The U.N. General Assembly elected Jordan to the Security Council on Friday to replace Saudi Arabia, which had rejected the seat in an unprecedented act to protest the council’s failure to end the Syrian and Israeli-Palestinian conflicts.
Arab countries chose Jordan as a replacement, and Asian nations endorsed it to take the traditional Arab seat on U.N.’s most powerful body. It received 178 “yes” votes in the election.
Saudi Arabia got one vote, and four countries in the 193-member world body abstained. The 10 other countries were either absent or unable to vote because of unpaid dues.

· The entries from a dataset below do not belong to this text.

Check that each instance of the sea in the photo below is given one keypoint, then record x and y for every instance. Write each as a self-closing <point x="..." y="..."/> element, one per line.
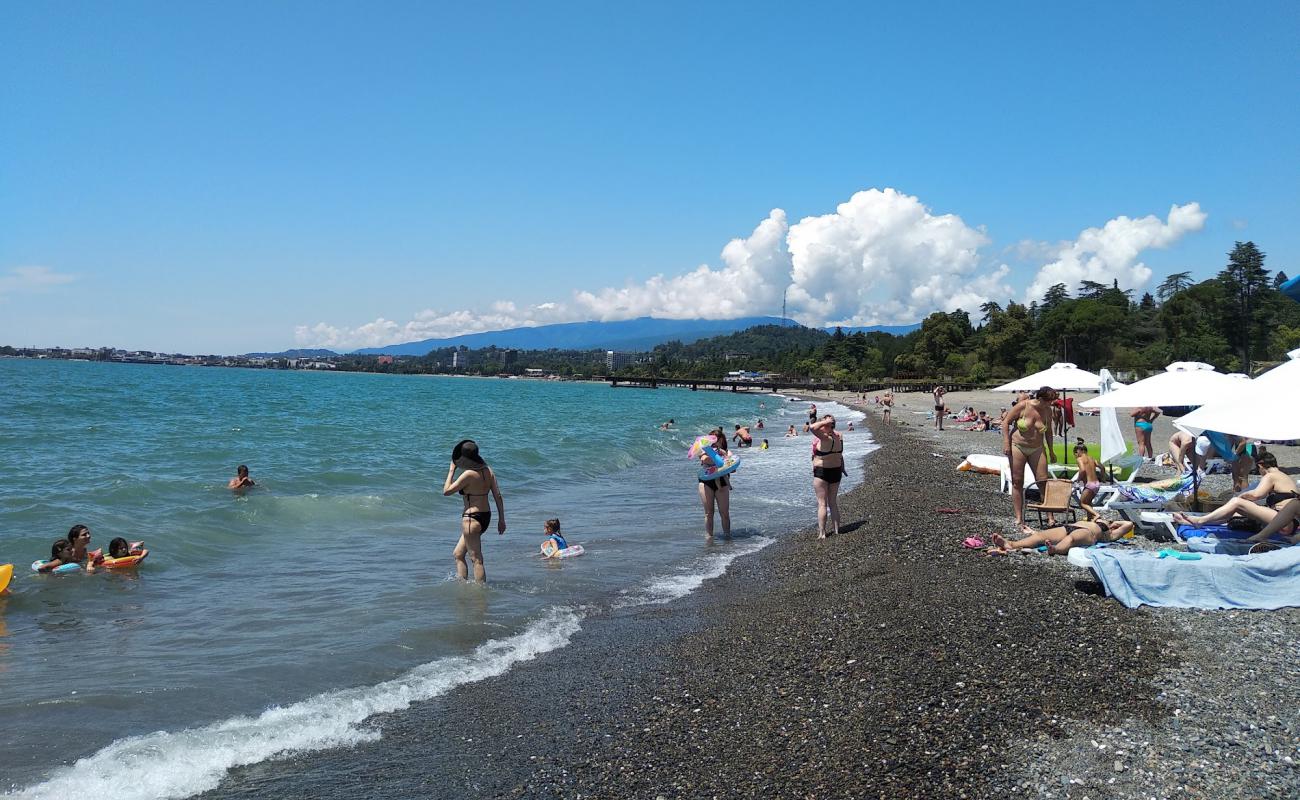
<point x="278" y="621"/>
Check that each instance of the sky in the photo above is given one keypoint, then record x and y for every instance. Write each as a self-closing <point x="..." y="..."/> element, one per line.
<point x="230" y="177"/>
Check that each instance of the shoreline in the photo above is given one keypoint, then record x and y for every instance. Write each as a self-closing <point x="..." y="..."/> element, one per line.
<point x="885" y="661"/>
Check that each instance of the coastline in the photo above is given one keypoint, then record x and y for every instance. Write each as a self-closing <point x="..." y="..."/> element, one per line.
<point x="882" y="662"/>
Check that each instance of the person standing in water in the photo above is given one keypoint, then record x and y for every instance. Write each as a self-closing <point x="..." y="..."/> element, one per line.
<point x="473" y="484"/>
<point x="715" y="492"/>
<point x="241" y="480"/>
<point x="827" y="472"/>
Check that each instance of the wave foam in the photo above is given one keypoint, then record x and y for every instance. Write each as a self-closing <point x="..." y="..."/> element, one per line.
<point x="186" y="762"/>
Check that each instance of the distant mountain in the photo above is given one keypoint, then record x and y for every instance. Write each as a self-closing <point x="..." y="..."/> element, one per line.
<point x="308" y="353"/>
<point x="889" y="329"/>
<point x="636" y="336"/>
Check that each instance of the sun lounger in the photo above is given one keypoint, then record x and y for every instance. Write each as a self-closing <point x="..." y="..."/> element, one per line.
<point x="1264" y="580"/>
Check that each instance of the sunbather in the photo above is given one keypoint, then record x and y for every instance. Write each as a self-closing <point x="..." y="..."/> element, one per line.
<point x="1062" y="537"/>
<point x="1275" y="488"/>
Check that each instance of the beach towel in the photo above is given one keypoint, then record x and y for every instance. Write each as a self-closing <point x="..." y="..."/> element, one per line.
<point x="1265" y="580"/>
<point x="1212" y="544"/>
<point x="1222" y="532"/>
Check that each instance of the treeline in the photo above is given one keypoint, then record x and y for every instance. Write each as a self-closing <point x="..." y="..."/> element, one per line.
<point x="1231" y="320"/>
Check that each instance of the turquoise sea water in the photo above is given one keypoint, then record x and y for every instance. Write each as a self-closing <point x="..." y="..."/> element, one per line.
<point x="280" y="621"/>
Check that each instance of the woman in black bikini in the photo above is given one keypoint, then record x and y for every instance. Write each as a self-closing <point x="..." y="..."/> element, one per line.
<point x="1275" y="489"/>
<point x="475" y="484"/>
<point x="827" y="472"/>
<point x="1062" y="537"/>
<point x="716" y="491"/>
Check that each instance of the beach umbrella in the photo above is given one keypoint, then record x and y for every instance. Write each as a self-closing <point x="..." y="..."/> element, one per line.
<point x="1062" y="376"/>
<point x="1257" y="409"/>
<point x="1112" y="440"/>
<point x="1181" y="384"/>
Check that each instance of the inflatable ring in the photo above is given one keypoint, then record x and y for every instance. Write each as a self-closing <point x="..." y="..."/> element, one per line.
<point x="66" y="567"/>
<point x="125" y="561"/>
<point x="729" y="465"/>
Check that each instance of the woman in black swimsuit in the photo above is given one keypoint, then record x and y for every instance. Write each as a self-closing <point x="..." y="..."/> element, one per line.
<point x="475" y="484"/>
<point x="827" y="472"/>
<point x="1275" y="489"/>
<point x="716" y="491"/>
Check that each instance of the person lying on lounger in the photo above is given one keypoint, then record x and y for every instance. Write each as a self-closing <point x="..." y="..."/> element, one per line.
<point x="1275" y="488"/>
<point x="1062" y="537"/>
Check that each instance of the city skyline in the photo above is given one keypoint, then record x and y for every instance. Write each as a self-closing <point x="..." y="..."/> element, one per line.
<point x="251" y="178"/>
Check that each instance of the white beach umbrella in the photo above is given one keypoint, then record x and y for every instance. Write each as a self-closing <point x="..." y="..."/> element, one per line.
<point x="1061" y="375"/>
<point x="1260" y="409"/>
<point x="1181" y="384"/>
<point x="1064" y="376"/>
<point x="1112" y="439"/>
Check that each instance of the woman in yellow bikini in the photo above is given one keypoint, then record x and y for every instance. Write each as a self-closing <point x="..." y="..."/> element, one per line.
<point x="1026" y="429"/>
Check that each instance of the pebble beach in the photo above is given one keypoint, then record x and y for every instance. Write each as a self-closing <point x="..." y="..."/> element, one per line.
<point x="882" y="662"/>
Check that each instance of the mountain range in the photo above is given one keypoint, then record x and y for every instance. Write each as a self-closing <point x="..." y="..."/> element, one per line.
<point x="638" y="334"/>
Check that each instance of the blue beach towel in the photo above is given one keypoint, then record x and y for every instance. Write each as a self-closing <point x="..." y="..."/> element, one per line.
<point x="1265" y="580"/>
<point x="1222" y="532"/>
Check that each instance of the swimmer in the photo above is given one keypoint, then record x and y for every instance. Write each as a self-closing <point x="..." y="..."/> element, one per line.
<point x="715" y="492"/>
<point x="742" y="436"/>
<point x="60" y="554"/>
<point x="827" y="472"/>
<point x="475" y="483"/>
<point x="1062" y="537"/>
<point x="553" y="533"/>
<point x="241" y="480"/>
<point x="1087" y="479"/>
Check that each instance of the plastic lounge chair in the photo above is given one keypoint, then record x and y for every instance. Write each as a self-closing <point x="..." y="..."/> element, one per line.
<point x="1056" y="500"/>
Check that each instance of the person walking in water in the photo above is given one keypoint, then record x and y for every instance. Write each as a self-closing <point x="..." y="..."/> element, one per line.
<point x="715" y="492"/>
<point x="475" y="483"/>
<point x="827" y="472"/>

Jordan’s Foreign Minister Nasser Judeh said the country was “extremely honored” and “humbled” by the near consensus support from the international community, which recognized “Jordan’s relentless efforts in the pursuit of peace and security, the very principles that the Security Council is mandated to preserve.”

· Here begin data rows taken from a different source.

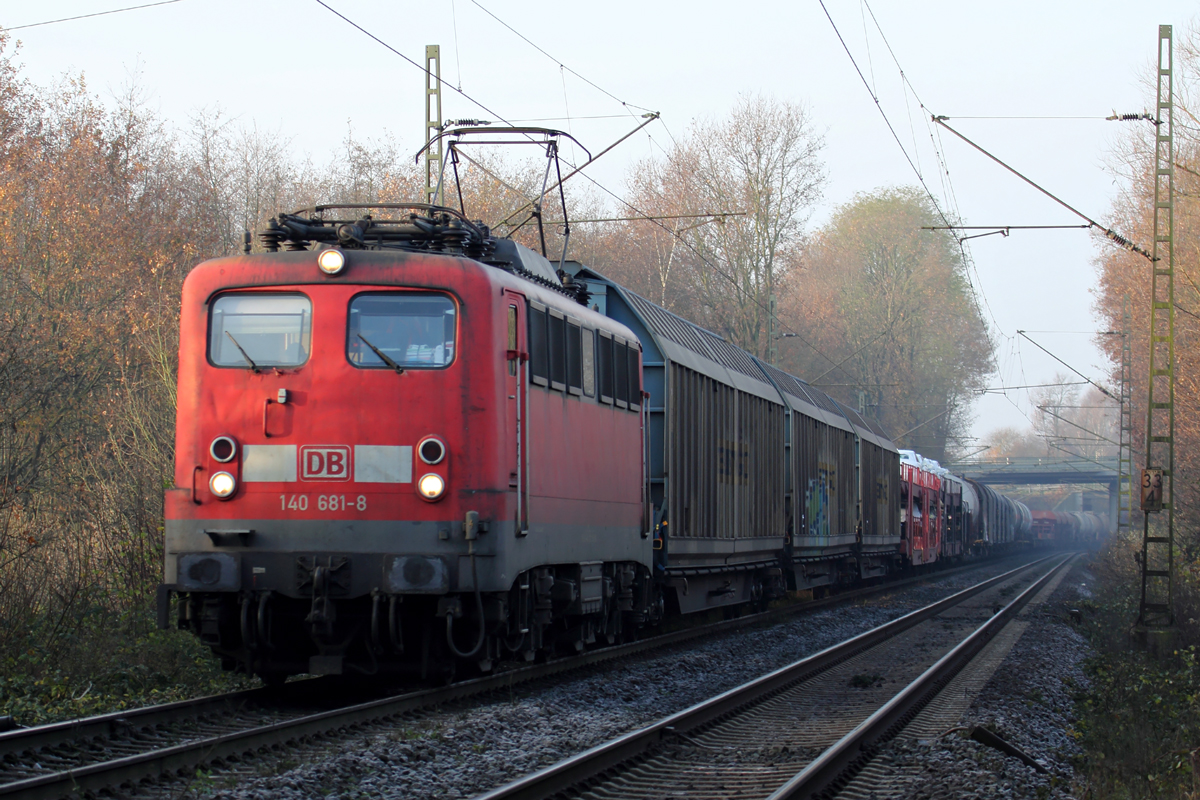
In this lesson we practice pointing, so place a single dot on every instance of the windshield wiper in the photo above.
(244, 354)
(383, 356)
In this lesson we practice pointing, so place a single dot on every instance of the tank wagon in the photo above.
(406, 445)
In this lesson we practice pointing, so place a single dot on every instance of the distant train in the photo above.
(405, 444)
(1068, 528)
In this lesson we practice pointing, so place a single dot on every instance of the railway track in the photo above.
(807, 729)
(126, 747)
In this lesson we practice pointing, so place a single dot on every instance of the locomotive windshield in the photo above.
(261, 330)
(412, 330)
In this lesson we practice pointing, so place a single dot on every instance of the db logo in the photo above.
(324, 463)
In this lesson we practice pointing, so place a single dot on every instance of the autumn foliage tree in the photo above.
(886, 311)
(1125, 281)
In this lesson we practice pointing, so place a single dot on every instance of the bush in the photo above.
(1139, 722)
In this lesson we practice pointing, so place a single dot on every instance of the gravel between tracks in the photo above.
(459, 752)
(1029, 702)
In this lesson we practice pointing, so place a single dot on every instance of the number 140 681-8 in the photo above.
(324, 503)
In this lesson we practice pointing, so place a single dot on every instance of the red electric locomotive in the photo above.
(922, 513)
(369, 471)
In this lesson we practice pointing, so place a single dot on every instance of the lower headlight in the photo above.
(431, 486)
(222, 485)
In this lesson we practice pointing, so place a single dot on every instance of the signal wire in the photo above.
(561, 65)
(653, 116)
(943, 174)
(423, 68)
(921, 178)
(1103, 390)
(1108, 232)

Saudi Arabia stunned the diplomatic world by rejecting the Security Council seat less than 24 hours after it was elected on Oct. 17.
The Saudi Foreign Ministry denounced the Security Council’s inability to resolve the Syrian civil war and Israeli-Palestinian conflict and to convene a conference on creating a Mideast zone free of weapons of mass destruction. Saudi Arabia also was upset about the warming U.S.-Iran relationship, seeing Tehran as its main rival in the region.
Asked whether Jordan agreed that the Security Council was dysfunctional, Judeh said, “Saudi Arabia declined to take the seat for its sovereign reasons.”
“These are reasons that we respect. This is their independent decision,” he said.
The Security Council has five permanent members with veto power — the U.S., Russia, China, Britain and France — and 10 elected members who serve two-year terms.
Since joining the world body in 1955, Jordan has held the council seat twice before. It will join four other newcomers to the council on Jan. 1 — Chad, Nigeria, Lithuania and Chile.